Mahallemden hiç bu kadar utanmamıştım. Recep, Şaban ayında başlayan yalan, dolan, iftira furyasının Ramazan’da hız kesmeyeceğini tahmin ediyordum ama bu kadarını beklemiyordum.
Ayıp! Vallâhi billâhi, bu kadarı çok ayıp! Hem de günah!
Dört-beş gün evvel Akit tv‘de Fâtih Dağıstanlı, programını kapatırken gece yarısını geçmişti. Dağıstanlı, günün manşetini okuyarak programı bitirdi. Ekrem İmamoğlu, Kılıçdaroğlu’yla Ramazan gününde çay içmişmiş.

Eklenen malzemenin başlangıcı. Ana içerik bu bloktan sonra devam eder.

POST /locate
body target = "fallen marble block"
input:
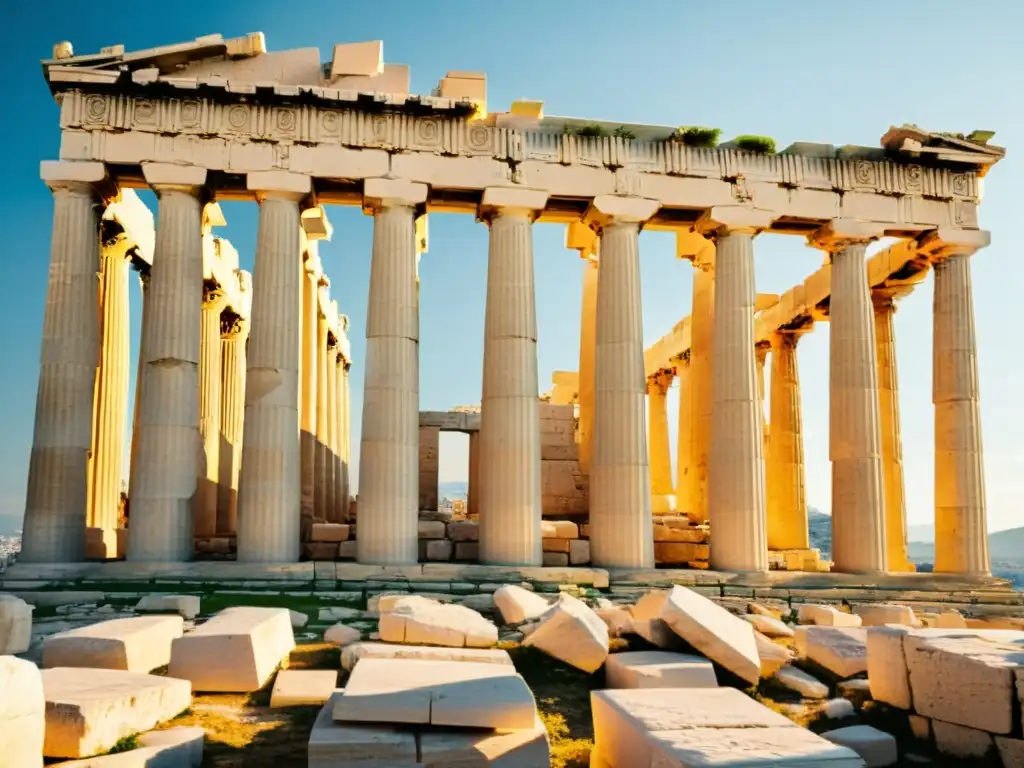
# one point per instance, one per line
(352, 653)
(236, 651)
(825, 615)
(89, 711)
(878, 614)
(690, 727)
(658, 669)
(517, 605)
(876, 748)
(184, 605)
(772, 655)
(302, 687)
(137, 644)
(768, 626)
(23, 713)
(15, 625)
(457, 693)
(804, 684)
(572, 633)
(420, 621)
(713, 631)
(842, 650)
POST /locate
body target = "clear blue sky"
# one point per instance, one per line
(838, 73)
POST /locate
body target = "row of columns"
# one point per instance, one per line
(868, 503)
(726, 466)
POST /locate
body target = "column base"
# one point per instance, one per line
(663, 504)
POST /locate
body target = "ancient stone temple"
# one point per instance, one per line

Bu yazıyı yazarken bile utanıyorum. İmamoğlu’nun orucu, bizi ilgilendirmez. Sâdece “tutuyorum” diyerek bizi kandırıp din sömürüsü yapıyorsa ilgilendirir ki öyle bir şey yok. Bizzat yakından tanıyanlardan oruç tuttuğunu işittim.
Gece gece verilen yalan haberin ayrıntısı, internette var. Şöyle ki;
Efendim, İmamoğlu’nun makyajı akmaya devam ediyormuş. 7 Mayıs sabahı Kılıçdaroğlu,Kaftancıoğlu ve İmamoğlu biraraya gelip, çay içmişler. Bunu da Halk TV, ortaya çıkarmış.
İçlerinde oruçlu birinin olduğu kalabalığa çay servisi yapılamaz mı? Yapılınca o kişinin de oruç tutmadığı anlamına mı gelir?
İşin en iğrenç tarafı, bu haberi işleyen Akit, haberin fonunda İmamoğlu ve Kılıçdaroğlu’nun çay içtikleri fotoğrafı kullanmış.
İmamoğlu’nun elinde bardak var. Fakat fotoğrafta Mansur Yavaş da var ve bu fotoğraf, 2 Nisan târihli. Yâni başka bir habere âit.
Bu kadar rezillik yetmezmiş gibi Sabah yazarı Sâlih Tuna, dünki yazısında İmamoğlu’nun sahurdaki açıklamasını şöyle eleştirdi:
Oruç tutmadığına dâir bir propaganda olsaydı, sahurda açıklama yapması belki bir anlam taşırdı.
Hem iftira atın hem de dalga geçin! Yuh artık!
Çok merak ediyorum, bu insanlar, yazılarını oruçluyken mi yoksa oruç açtıktan sonra mı yazıyorlar?
Kesin olan bir şey var ki Yeni Akit ve Sabah’ın haber zehirlemesine mâruz kalanlar, İmamoğlu’nun oruç tutmadığına, milleti kandırdığına inanıyorlar.
Yine de Sâlih Tuna Akit’ten iyidir. Hiç olmazsa “oruç tutmuyor” diye yalan söylemedi. Söylemedi ama kendisini milletin yerine koyup kararını verdi:
"Şâyet küresel zâlimler sana karşı hamiyetliyse, çok uluslu Ebu Cehiller seni arkalıyorsa, müstevli taşeronları FETÖ ve PKK sana umut bağlamışsa...
Sabah akşam hatta sahurda durup düşünecek, kendini gözden geçireceksin. Bu saatten sonra bu millet, ne Ekrem Bey'in ne de öteki Ekrem'in (Dumanlı olan) orucuna namazına bakmaz."
(Sebebini bilmiyorum. Son cümle daha sonra Tuna’nın yazısından silindi. Dün sabah okuduğumda vardı.)
Berat Albayrak’ın Trump’ın karşısında ve iki Yahudinin arasında oturmasıyla övünenlere bakar mısınız?
Tuna; milletin, FETÖ’ye, PKK’ya umut bağlayanların namazına orucuna bakmadığından çok emin.
Çözüm sürecine taraf olduğu ve hocaefendisiyle ağladığı günlerden biliyor olmalı.